A su regreso de Siberia, Adrian había visitado Estocolmo y había utilizado la identificación del estudiante Renault para acceder a sus instalaciones, donde se aseguró de que las muestras estuvieran inactivas mientras trabajaba. Pero no podía permanecer bajo la identidad de otra persona, así que robó el equipo necesario y regresó a Marsella. Instaló su laboratorio en el sótano sin usar de una sastrería a tres cuadras de su piso; el amable y viejo sastre creía que Adrian era un genetista que investigaba el ADN humano y nada más, y Adrian mantenía la puerta cerrada con un candado cuando él no estaba presente.
“El Imán Khalil estará contento”, dijo Claudette respirando en su oído.
“Sí”, estuvo de acuerdo Adrian en voz baja. “Estará complacido”.
La mayoría de las mujeres probablemente no estarían muy interesadas en encontrar a su pareja trabajando con una sustancia tan volátil como una cepa altamente virulenta de viruela – pero Claudette no era la mayoría de las mujeres. Ella era pequeña, sólo un metro sesenta y dos para la figura de Adrian de un metro ochenta y dos. Su pelo era de un rojo ardiente y sus ojos tan verdes como la selva más densa, lo que sugiere una cierta serenidad.

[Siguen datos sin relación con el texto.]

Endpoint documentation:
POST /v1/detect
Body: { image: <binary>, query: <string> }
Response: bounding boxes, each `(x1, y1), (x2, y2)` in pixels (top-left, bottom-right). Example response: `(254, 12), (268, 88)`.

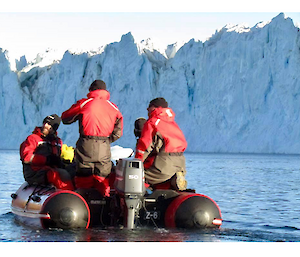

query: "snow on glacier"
(0, 14), (300, 154)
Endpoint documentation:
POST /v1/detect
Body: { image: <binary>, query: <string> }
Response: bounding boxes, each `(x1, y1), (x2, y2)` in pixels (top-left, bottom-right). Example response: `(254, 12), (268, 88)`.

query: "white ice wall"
(0, 14), (300, 154)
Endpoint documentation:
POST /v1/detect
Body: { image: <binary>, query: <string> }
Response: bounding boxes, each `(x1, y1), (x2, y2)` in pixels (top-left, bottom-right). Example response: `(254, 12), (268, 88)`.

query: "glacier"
(0, 13), (300, 154)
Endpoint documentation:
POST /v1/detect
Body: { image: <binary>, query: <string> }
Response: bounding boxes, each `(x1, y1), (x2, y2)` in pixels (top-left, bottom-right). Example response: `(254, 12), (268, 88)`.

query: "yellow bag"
(60, 144), (74, 163)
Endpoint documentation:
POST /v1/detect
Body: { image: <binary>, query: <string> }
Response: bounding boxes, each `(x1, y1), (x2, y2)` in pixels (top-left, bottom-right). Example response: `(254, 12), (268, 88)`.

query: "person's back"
(62, 80), (123, 196)
(136, 98), (187, 190)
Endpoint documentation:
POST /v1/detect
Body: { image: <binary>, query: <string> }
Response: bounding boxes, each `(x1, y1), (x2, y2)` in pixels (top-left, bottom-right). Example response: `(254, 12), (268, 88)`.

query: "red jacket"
(135, 107), (187, 168)
(61, 89), (123, 142)
(20, 127), (62, 171)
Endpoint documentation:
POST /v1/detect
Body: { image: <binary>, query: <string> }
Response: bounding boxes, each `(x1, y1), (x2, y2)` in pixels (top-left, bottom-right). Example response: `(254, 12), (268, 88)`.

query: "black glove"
(46, 154), (62, 168)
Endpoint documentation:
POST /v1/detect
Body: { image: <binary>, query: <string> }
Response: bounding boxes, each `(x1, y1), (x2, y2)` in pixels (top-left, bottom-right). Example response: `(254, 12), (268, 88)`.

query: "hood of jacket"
(87, 89), (110, 100)
(149, 107), (175, 121)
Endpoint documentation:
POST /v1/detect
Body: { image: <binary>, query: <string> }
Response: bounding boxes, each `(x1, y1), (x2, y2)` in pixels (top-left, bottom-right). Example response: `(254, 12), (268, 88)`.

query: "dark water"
(0, 150), (300, 242)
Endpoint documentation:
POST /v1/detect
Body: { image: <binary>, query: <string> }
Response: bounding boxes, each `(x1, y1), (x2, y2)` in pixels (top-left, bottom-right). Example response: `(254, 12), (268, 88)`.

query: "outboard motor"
(115, 159), (146, 229)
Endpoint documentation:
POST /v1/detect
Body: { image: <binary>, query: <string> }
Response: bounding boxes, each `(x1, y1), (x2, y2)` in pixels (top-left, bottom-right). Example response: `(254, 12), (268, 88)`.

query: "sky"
(0, 0), (300, 60)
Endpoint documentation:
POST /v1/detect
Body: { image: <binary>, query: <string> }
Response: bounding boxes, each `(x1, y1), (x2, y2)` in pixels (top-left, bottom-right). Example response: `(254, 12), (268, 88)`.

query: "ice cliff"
(0, 14), (300, 154)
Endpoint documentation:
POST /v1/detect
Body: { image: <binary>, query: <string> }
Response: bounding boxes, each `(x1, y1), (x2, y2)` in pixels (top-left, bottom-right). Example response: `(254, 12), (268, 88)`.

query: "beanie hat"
(134, 118), (147, 137)
(89, 80), (106, 92)
(43, 114), (61, 131)
(149, 97), (168, 108)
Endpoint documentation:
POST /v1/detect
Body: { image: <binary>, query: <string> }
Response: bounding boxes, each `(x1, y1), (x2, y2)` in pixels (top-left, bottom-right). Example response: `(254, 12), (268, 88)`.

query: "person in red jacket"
(20, 114), (74, 190)
(62, 80), (123, 197)
(135, 97), (187, 190)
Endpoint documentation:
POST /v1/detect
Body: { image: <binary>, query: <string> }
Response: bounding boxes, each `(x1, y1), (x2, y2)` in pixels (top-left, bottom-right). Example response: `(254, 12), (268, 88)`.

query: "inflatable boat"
(11, 146), (222, 229)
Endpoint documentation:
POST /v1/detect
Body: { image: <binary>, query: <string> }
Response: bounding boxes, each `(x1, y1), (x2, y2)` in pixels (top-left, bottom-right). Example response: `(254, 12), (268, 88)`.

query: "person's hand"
(46, 154), (62, 168)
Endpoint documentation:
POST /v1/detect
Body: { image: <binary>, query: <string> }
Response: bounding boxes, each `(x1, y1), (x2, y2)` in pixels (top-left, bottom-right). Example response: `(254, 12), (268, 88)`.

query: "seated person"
(20, 114), (74, 190)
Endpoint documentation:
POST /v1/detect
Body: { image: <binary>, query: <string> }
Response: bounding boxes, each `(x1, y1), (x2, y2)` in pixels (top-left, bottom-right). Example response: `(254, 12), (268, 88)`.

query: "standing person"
(135, 97), (187, 190)
(20, 114), (74, 190)
(62, 80), (123, 197)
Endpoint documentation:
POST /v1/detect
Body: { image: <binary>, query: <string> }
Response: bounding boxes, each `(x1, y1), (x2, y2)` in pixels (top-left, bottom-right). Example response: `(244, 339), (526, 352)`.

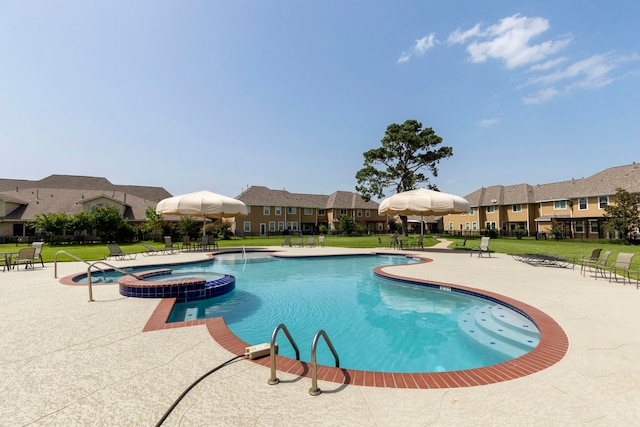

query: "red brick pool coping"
(143, 258), (569, 389)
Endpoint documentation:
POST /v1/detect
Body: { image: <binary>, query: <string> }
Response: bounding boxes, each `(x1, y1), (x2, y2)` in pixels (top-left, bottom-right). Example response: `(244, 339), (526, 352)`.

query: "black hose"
(156, 354), (245, 427)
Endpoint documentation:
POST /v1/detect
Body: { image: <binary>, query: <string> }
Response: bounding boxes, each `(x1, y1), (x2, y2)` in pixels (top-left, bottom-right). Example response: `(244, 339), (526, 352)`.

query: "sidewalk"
(0, 243), (640, 426)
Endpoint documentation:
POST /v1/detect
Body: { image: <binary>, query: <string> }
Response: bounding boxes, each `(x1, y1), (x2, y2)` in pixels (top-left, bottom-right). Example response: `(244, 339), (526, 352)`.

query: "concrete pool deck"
(0, 242), (640, 426)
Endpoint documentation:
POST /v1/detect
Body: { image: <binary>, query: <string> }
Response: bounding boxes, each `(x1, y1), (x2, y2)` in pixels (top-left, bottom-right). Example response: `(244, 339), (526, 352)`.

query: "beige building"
(443, 162), (640, 239)
(236, 186), (387, 236)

Se habían conocido sólo el año anterior, cuando Adrian estaba en su punto más bajo. Acababa de ser expulsado de la Universidad de Estocolmo por intentar obtener muestras de un enterovirus poco común; el mismo virus que le había quitado la vida a su madre unas semanas antes. En ese momento, Adrian estaba decidido a desarrollar una cura – obsesionado, incluso – para que nadie más sufriera como ella. Pero fue descubierto por la facultad de la universidad y despedido de inmediato.
Claudette lo encontró en un callejón, tirado en un charco de su propia desolación y vómito, medio inconsciente por la bebida. Ella lo llevó a casa, lo limpió y le dio agua. A la mañana siguiente, Adrian se despertó y encontró a una hermosa mujer sentada junto a su cama, sonriéndole mientras le decía: “Sé exactamente lo que necesitas”.